If the center point is the most accurate with 2.8 lenses, looks like that would be preferred. But then you get into the angle error like was previously explained.



RDKirk
Registered: Apr 11, 2004
Total Posts: 8477
Country: United States

oldsouth wrote:
Which brings us to one of the earlier questions. Which method is best to focus. Center point and recompose, all point, or select the closest point manually to what we want in focus without recomposing.

If the center point is the most accurate with 2.8 lenses, looks like that would be preferred. But then you get into the angle error like was previously explained.


I and most other old guys have always been using FandRC since forever without a problem on film cameras--or, I should say, with manual focus cameras.

However, we rarely attempted to shoot as much razor-thin depth of field work as you youngsters these days. Whenever I did something like that, I was normally using a plain groundglass focusing screen, setting my composition first and focusing directly on the part of the subject that I wanted sharp--no FandRC. Obviously it was manual focusing.

I believe this issue has raised its head primarily because people are trying to do the same thing with autofocusing, but IMO if you're working with razor-thin depth of field and want the zone of sharpness to fall on a specific plane (like midway the forward eye--differences of only a few millimeters when body sway can be measured in two or three centimeters), you really need to be operating manually and not FandRC. Even body sway (yours or the subject's) is enough to throw off such narrow depth of field, so you'd have to watch closely to shoot at the moment it fell right where you wanted it.

This is a problem similar to that of a target pistol or rifle shooter firing "offhand" (without physical support). It's physically impossible for a human to remain absolutely still without support, so the shooter learns to watch the sights as his natural body sway moves the point of aim over the bullsey, then time his trigger squeeze to fire as the aimpoint is right over the bullseye.

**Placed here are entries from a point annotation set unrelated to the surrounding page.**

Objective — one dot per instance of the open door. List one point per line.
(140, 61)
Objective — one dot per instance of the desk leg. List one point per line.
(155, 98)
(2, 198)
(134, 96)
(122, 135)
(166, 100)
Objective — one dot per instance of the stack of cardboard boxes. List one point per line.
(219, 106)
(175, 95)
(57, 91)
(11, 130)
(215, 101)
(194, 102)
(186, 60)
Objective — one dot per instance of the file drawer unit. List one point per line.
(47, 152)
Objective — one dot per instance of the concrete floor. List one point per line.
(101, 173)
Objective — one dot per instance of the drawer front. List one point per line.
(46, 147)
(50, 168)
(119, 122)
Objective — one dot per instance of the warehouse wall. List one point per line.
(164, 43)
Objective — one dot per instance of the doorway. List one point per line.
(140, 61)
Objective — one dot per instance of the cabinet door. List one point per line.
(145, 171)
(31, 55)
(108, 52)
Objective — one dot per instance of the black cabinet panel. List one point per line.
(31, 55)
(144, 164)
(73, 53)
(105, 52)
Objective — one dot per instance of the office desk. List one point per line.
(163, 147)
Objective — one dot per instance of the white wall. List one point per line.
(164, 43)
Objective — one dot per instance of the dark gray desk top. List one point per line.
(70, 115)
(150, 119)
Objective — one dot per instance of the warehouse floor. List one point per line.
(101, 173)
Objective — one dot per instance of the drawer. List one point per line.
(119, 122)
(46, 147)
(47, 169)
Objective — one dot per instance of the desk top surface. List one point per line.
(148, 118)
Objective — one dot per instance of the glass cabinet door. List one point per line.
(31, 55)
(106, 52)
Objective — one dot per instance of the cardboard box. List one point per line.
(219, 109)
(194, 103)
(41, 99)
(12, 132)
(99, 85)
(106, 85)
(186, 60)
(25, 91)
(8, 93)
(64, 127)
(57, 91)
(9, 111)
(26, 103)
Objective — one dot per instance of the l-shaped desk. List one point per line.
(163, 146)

In the same way, when shooting for a razor-thin depth of field, photographers will have to compose, focus manually, and then watch how the zone of focus moves as he and the subject sway natrually, timing the shutter release for when the zone of focus is precisely where the photographer wants it to be.



mtl337
Registered: May 30, 2005
Total Posts: 1
Country: United States

If the precision AF is activated by a switch, wouldn't it be nice if there was a hack that would 'trick' my 20D into activating the cross-type sensor for my f/5.6 or larger aperture lenses ....?

Why does it have to be f/2.8 lenses (besides the effort on Canon's part to force me to purchase $$$ glass)?